The steamer was under way again, skimming merrily over the sapphire surface. The chit-chat and laughter of the other passengers rose gleefully upon the air, and in the saloon the pop of corks, the clink of knives and forks. There is solitude in a crowd – stillness in noise.

“Where are you going to now, Philip?” she said.

“Oh, I don’t quite know! I’ve booked to Territet. Perhaps I’ll walk up and put in a few days at the old shop – perhaps I’ll go on to Saas or the Bel Alp and do some climbing. Can’t tell till I get there.”

She made no answer. This was not the easy, light-hearted talk of the old times. There was a bitter, reckless ring about it that was unmistakable. The speaker literally did not care where he went or what he did. Still she did not leave him.

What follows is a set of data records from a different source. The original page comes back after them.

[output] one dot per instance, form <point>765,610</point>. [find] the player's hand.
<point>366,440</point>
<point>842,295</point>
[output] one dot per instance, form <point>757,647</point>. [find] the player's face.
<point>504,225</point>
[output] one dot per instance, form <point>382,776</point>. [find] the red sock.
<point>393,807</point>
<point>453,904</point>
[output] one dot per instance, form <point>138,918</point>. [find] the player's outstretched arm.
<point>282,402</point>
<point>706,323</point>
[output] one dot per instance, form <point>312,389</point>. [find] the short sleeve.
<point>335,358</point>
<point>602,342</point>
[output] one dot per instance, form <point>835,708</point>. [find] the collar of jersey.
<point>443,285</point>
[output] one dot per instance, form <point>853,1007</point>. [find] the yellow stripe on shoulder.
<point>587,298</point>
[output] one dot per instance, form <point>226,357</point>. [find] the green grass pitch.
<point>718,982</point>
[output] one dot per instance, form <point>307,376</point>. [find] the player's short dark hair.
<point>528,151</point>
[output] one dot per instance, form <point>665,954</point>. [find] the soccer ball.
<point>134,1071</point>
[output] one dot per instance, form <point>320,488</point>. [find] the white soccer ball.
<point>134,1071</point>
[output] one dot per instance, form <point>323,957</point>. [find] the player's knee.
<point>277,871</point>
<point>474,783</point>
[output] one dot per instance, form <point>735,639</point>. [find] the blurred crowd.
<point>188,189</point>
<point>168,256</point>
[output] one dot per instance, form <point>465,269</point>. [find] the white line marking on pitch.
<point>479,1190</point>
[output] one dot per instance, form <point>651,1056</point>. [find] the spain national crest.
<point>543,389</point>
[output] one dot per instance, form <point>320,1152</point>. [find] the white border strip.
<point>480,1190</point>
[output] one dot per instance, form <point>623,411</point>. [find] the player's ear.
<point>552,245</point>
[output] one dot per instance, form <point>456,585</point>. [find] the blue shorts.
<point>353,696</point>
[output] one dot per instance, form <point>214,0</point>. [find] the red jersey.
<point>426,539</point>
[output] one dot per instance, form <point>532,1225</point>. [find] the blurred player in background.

“I wonder if it has ever occurred to you all this time Alma,” he went on in a softer tone, “that it was here – on board this very ship – we first met? Not exactly that perhaps, but first saw each other, which amounts to the same thing.”

“Yes, it has.”

“It has? Well, it seems a strange chance, a strange stroke of Fate, that we should meet here again – here of all places. How long ago was it? Ten years – twenty?”

“No; only three.”

“Well, it is like twenty to me. I tell you I feel as if I had come to the end of my life.”

“You must not say that – believe me you must not. Time will do wonders for you. You have a long life before you yet, and great opportunities.”